A centralização de equipamentos como museus e teatros nas áreas centrais das cidades é apontada pelo pesquisador como um fator predominante para a falta de acesso da população negra a esses espaços, mas não somente. É que esses ambientes costumam se apresentar de maneira hostil para essa população, o que impede o sentimento de pertencimento a esses locais.
“A localização acaba, de fato, tendo um fator predominante, levando em consideração que a maior parte da população negra vive nas periferias.
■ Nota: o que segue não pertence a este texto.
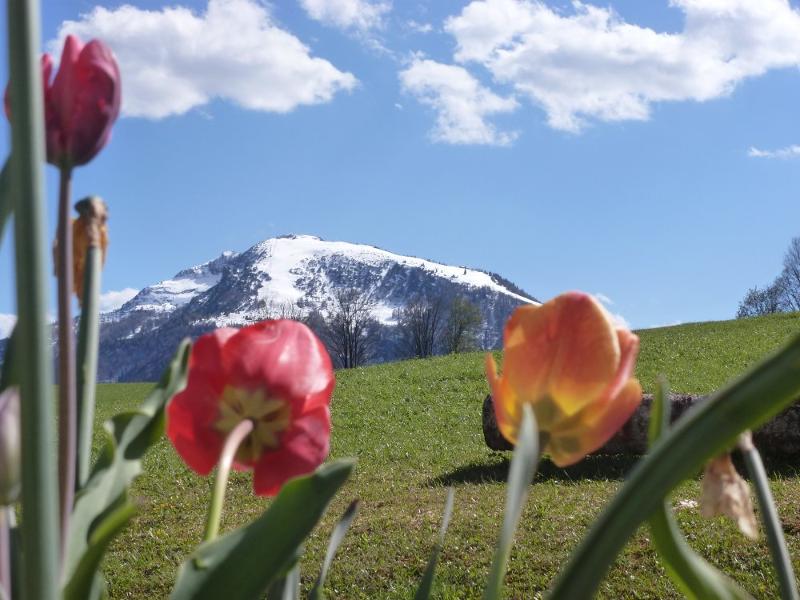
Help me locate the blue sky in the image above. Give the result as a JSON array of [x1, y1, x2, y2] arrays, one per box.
[[0, 0, 800, 327]]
Mas mesmo a parte da população negra que tem acesso, volta para a questão anterior, de não se identificar”, pontua Farias.
É cada vez mais comum as instituições museológicas e teatrais apresentarem exposições e peças que valorizam a cultura negra, mas, na avaliação do pesquisador, ainda falta uma conexão com outras áreas, além de esforços para que a população negra e das periferias acessem com mais facilidade esses espaços.
“Os museus, teatros e cinemas têm tentado, de certa forma, diversificar a sua programação, só que ainda tem uma discussão de pensar o espaço de valorização dessas culturas, e aí precisa ter ações de interface com outras áreas, como educação, com as bibliotecas, enfim”, considera Farias.
Para democratizar esses espaços, o pesquisador defende a criação de políticas públicas em articulação com organizações da sociedade civil. “Numa ação conjunta, de curto, médio e longo prazo, para que a gente possa reverter esse quadro e que os espaços sejam mais fluidos de acesso e circulação”, finaliza.